Monday, February 18, 2013

Angelenos

Not that long ago it was an act of bravery to venture downtown LA. It bustled during the day with worker ants who made a swift and mass exodus at sundown. "Skid row" spanned every street not just relegated to a few blocks. Thanks to some rethinking and a hefty infusion of cash, downtown has been transformed into a safe and exciting destination.

LA is the epicenter of car culture and it continues to be a uphill battle to wean ourselves away from the automobile. As we are equally environmentally conscious, balancing the two is challenging. Public transportation has been a source of political strife for decades as the city sprawls and commuting becomes more ubiquitous. Faltering leadership and misappropriation has left us without efficient and viable options until recently. In typical, wasteful LA fashion streetcar and train rails were demolished to build roads and now we are faced with the expense of reconstructing the rails. In a city like this it just makes sense to have light rail transport. The Expo metro line running through the west side has been open nearly a year now and we've threatened to ride it ever since.

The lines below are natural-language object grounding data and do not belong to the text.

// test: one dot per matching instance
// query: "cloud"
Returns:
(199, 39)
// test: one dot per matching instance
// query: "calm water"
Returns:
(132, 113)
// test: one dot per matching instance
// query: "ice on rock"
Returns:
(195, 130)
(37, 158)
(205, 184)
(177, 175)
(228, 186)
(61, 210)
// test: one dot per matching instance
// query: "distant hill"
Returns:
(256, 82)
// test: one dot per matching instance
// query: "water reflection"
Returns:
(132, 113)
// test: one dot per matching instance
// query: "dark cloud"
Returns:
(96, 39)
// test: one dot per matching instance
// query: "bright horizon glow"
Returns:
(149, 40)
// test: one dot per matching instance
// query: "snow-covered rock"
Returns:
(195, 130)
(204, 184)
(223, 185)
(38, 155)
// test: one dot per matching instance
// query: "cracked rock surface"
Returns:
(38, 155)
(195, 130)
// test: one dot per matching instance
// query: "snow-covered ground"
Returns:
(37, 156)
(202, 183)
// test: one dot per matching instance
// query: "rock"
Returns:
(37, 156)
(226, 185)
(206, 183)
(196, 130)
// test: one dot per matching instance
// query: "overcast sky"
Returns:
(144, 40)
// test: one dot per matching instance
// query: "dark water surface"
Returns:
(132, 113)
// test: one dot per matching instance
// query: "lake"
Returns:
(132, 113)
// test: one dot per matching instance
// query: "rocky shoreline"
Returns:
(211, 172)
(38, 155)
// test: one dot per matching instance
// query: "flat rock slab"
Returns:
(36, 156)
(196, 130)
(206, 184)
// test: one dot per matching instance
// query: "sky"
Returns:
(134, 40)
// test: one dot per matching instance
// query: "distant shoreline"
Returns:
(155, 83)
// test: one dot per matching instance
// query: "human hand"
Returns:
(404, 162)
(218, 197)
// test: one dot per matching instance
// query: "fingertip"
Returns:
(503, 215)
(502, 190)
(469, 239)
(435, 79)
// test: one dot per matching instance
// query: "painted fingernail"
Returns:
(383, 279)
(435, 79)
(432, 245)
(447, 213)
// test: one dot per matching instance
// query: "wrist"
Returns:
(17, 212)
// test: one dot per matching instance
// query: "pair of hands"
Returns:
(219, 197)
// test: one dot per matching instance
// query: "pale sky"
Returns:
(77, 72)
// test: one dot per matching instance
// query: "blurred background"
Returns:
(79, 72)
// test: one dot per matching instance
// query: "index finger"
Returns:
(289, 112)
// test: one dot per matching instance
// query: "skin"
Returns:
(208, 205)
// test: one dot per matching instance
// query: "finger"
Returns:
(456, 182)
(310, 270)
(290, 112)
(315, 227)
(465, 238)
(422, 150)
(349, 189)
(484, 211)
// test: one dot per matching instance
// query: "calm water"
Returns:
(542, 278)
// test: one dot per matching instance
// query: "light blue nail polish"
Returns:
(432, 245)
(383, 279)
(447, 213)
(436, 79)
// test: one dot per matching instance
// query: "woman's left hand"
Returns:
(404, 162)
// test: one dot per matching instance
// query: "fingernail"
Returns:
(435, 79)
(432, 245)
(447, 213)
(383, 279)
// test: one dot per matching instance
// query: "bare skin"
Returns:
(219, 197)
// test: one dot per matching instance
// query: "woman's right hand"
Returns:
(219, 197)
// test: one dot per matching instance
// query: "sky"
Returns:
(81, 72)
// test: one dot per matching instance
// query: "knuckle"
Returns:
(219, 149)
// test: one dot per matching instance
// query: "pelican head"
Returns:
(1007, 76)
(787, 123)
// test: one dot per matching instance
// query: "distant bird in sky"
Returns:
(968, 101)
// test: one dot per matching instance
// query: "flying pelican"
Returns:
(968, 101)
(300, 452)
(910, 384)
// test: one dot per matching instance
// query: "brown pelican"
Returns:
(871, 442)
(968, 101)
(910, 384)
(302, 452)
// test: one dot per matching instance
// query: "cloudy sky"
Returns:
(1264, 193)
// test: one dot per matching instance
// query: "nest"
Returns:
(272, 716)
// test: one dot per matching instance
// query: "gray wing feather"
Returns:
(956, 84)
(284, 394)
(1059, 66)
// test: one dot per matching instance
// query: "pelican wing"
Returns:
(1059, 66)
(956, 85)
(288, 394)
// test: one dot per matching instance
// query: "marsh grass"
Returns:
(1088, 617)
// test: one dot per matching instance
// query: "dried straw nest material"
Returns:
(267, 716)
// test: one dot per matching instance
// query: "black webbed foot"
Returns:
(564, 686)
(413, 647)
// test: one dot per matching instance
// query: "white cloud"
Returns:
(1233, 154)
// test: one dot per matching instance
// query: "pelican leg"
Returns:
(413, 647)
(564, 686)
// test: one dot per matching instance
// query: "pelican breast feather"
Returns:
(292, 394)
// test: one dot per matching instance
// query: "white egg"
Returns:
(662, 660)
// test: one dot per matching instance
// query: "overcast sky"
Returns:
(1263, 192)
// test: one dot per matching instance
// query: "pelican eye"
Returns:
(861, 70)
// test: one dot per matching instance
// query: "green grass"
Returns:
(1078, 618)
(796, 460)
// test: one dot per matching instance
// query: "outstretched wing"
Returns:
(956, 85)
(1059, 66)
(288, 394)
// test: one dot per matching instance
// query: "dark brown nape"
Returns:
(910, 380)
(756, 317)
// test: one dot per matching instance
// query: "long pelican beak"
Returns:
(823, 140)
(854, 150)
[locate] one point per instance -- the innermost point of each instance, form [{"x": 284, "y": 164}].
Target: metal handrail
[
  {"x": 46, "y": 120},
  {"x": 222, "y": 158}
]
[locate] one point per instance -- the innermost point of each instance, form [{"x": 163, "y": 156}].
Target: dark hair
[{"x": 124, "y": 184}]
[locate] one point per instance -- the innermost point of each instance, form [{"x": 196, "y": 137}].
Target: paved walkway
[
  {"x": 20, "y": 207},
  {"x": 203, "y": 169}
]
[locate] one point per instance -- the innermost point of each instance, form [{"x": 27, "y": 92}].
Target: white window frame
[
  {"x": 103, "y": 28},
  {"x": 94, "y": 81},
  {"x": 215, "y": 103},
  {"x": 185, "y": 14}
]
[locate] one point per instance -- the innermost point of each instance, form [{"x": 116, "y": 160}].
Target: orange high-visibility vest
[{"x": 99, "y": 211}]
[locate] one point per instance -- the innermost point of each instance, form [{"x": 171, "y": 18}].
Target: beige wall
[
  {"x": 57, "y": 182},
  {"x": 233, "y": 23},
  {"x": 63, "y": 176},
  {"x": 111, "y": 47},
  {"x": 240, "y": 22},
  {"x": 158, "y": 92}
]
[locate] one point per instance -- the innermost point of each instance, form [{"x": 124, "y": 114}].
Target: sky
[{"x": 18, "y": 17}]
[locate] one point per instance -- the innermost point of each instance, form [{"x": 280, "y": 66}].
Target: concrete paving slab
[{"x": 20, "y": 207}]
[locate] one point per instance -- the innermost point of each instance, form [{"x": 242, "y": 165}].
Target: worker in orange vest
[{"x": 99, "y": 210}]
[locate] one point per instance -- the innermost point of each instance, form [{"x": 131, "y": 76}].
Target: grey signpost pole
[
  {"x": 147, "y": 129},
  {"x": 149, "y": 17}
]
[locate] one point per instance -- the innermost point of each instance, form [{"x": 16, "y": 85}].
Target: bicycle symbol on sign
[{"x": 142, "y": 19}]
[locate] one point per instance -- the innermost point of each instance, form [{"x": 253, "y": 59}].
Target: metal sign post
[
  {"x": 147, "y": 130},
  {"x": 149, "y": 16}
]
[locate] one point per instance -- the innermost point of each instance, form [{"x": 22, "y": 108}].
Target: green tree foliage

The day we rode the train there was construction on the line so we had to exit the train around USC and transfer to a shuttle bus to transport us the rest of the way downtown. Engine Co. 28, a restaurant that I've read has great food, was literally in front of us when we got off the shuttle bus. We were hungry so we popped in for brunch. To start they were out of champagne for Mimosas. Ok. We'll get something else. We each ordered our meals and lo and behold they were out of that too and each subsequent thing that sounded appetizing. We left. Probably never to return since the service was sub-par anyhow.

Meandering under the skyscrapers of varying architectural styles we stumbled upon a farmer's market and enjoyed freshly juiced beet and orange along with delicious tamales. Take that Engine Co 28! We sat on the street with a young woman and her cockatiel, Abbey, getting the downtown happs while Abbey munched on her corn cob and strutted back and forth between my arm and her mom's. Pershing square is sort of the center point in downtown LA and divides the upity west side from the dodgy east side. These contrasts are as glaring as a looking glass as you pass over the singular city block from one to the other.

 The Last Bookstore opens a world of imagination. Sculptures and tunnels made of books in a large old shoppe dotted with lofty leather chairs and chill ambient music create the perfect place to become enlightened. Galleries sublet the upper perimeter spaces where artists inspire a deeper meaning. From there it's just a short jaunt to the beautiful deco Pershing square building and rooftop Perch. A casual french bistro is the perfect place to enjoy a cocktail on a gorgeous sunny afternoon. Sit on the patio on Sundays for jazz brunch with the sultry sounds of Palter Ego. Damon loved his jam-packed bloody Maria so much he had to floss with the celery!

We had never been to the Grand Central Market before so we dashed in to see what the hubbub is about. Meh. Snooze. But it's coordinates are just outside another LA landmark. Angel's Flight, the shortest railway in the world in operation since 1901, transports passengers up the steep incline to Bunker Hill for 50 cents a ride. The railcar lets you out at California Plaza which is just adjacent MOCA (Museum of contemporary Art). The permanent collection here is rather paltry and can be viewed handily in 30 minutes so we were happy that free admission was offered on this day.

With much of a full day behind us we started to head back to the train stop knowing that there was a hotel we wanted to investigate as a "staycation" prospect in the future. On route we saw the Standard Hotel. Catering to a younger, hipper, more affluent client the hotel is equipped with ping pong tables and a rooftop German Beer Garten. We enjoyed a pint and a sausage and carried on to the O Hotel. O is a affordable modern metro hotel noted for it's restaurant as well as accommodations.This one is on my radar for a low-key, wanker-free option. Besides it's close to The Pantry, a famous lunch counter owned by former mayor Richard Riordan that boasts it has never closed and never been without a customer since 1924. And it straddles entertainment hub LA Live to the south and all that I just described to the north.

LA is a bit of a conundrum. We are broke, corrupt, mismanaged - broken. The aforementioned not withstanding, we are diverse, welcoming, vibrant - alive. Broken but ALIVE. Los Angeles is a contradiction, a dichotomous place of everything and nothing. These truths are self-evident as one navigates the streets, particularly on foot. It's said that nobody walks in LA but we do. And we should. Because when you walk you get a new perspective. You actually have to exercise your senses rather than hiding behind your tinted windows and drowning the din by blaring top 40 on the radio. Angelenos are movie stars and the skid row downtrodden. We live in lush hilltop neighborhoods with breezy carefree ocean views and also in makeshift shelters in the roadside sand; near the glitz of the Hollywood sign and in the shadows of it and all it symbolizes. Walking and observing these differences forces us to examine, even reconcile, these two realities. It's one of the things that makes LA unique and beautiful.